A Palestinian was killed on Friday when Israeli troops opened fire at him in an area near the border in the northern Gaza Strip, medical sources said.
Ashraf al-Qudra, a spokesman for Gaza's emergency services, confirmed a man in his early 20s was shot dead by troops near the border, but said they had not yet been able to retrieve his body.

A Russian ship that tried to deliver attack helicopters to Syria last month has again left its Arctic port carrying the same military cargo, the state's military export agency said on Friday.
"The Mi-25 helicopters subject for return to Syria after their repair are currently aboard the Alaed, which is sailing from the port in Murmansk to another port in Russia," Interfax quoted a Rosoboronexport statement as saying.

U.N. observers in Syria are ready to go to the central village of Treimsa, where 150 people were reported massacred, if a ceasefire is in place, mission chief Major General Robert Mood said on Friday.
"UNSMIS stands ready to go in and seek verification of the facts, if and when there is a credible ceasefire," Mood, the head of the U.N. Supervision Mission in Syria, told a news conference in Damascus.

Israeli border police killed a man and wounded another when the two tried to cross the Egyptian border into Israel, the army said on Friday, with a security source saying the two were unarmed Gazans.
"Overnight, Israeli border police identified two suspects infiltrating Israel through the Israel-Egypt border," an army spokesman said.

Syria's regime blames "bloodthirsty media" and "terrorist gangs" for a massacre in the village of Treimsa in the central province of Hama that rights activists say left at least 150 people dead, state-run SANA news agency said Friday.
"The bloodthirsty media in collaboration with gangs of armed terrorists massacred residents of Treimsa village ... to sway public opinion against Syria and its people and provoke international intervention on the eve of a U.N. Security Council meeting," SANA said.
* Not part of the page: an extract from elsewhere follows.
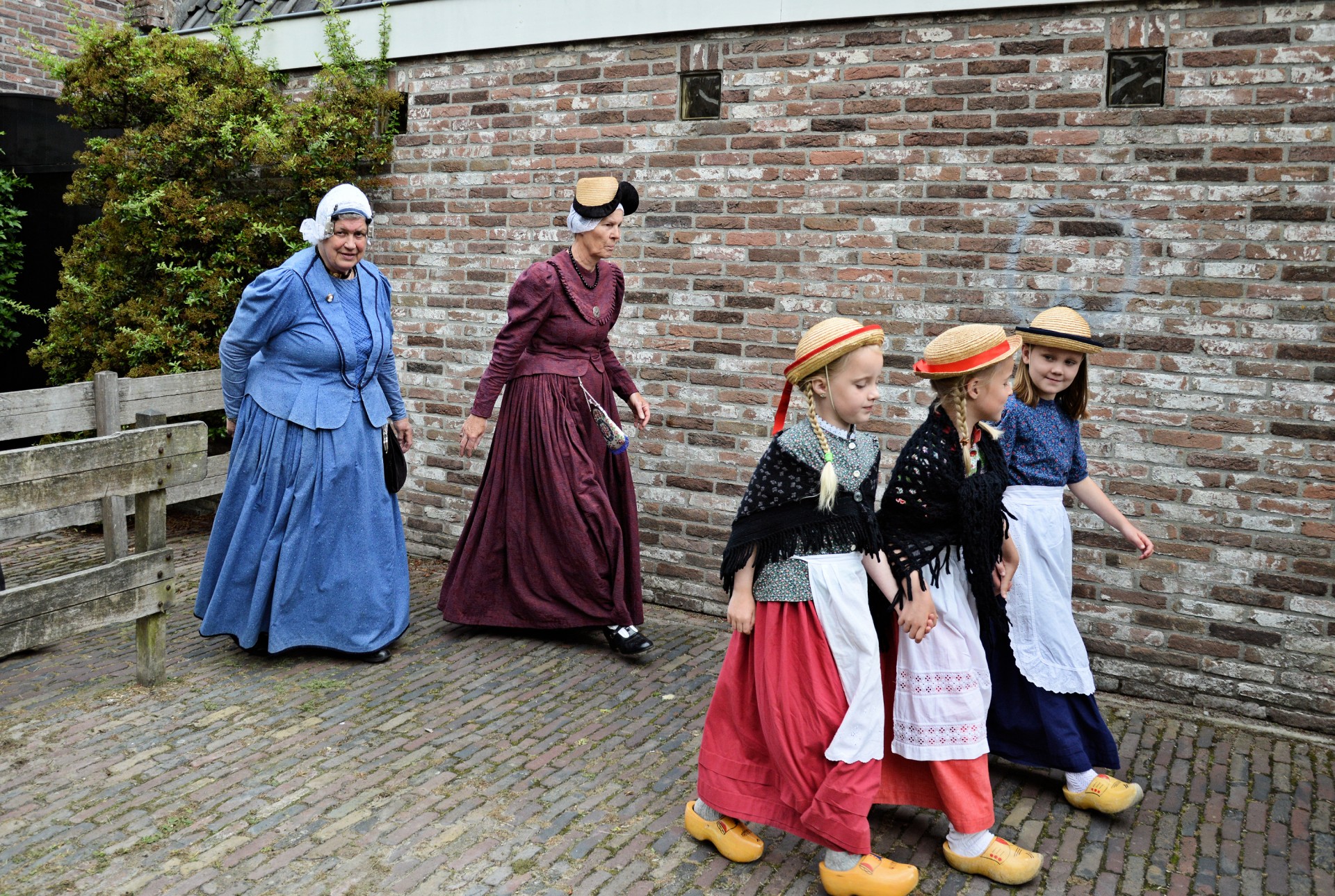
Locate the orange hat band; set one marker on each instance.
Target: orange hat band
(782, 417)
(827, 346)
(966, 365)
U.N.-Arab League special envoy Kofi Annan is set to hold talks on Monday with Russian Foreign Minister Sergei Lavrov, Annan’s spokesman confirmed.
Ahmed Fawzi told Agence France Presse that the two will meet on Monday in Moscow.

Syria's main opposition alliance Friday urged the U.N. Security Council to pass a binding resolution against Damascus following reports by activists that regime forces massacred at least 150 villagers.
"To stop this bloody madness which threatens the entity of Syria, as well as peace and the security in the region and in the world, requires an urgent and sharp resolution of the Security Council under Chapter VII (of the U.N. Charter) which protects the Syrian people," the Syrian National Council said.

The U.S. said Friday that Syrian officials would be "held accountable" if they failed to safeguard the country's chemical weapons after a report suggested some were being moved out of storage.
The Wall Street Journal reported on Thursday that intelligence reports suggested some chemical weapons were on the move, but the reasons for the transfers were unclear.

Syrian troops with tanks and helicopters slaughtered more than 150 people in a central village, rights activists said Friday, casting a dark shadow over efforts to stop the bloodshed.

The head of Tunisia's ruling Islamist party Ennahda called on Thursday for national consensus at the launch of its first congress at home in 24 years, held at a time of political and religious tensions.
"We want to convey a message from this congress, this congress of a union of the Tunisian people. We are a united people," Rached Ghannouchi told around 10,000 supporters.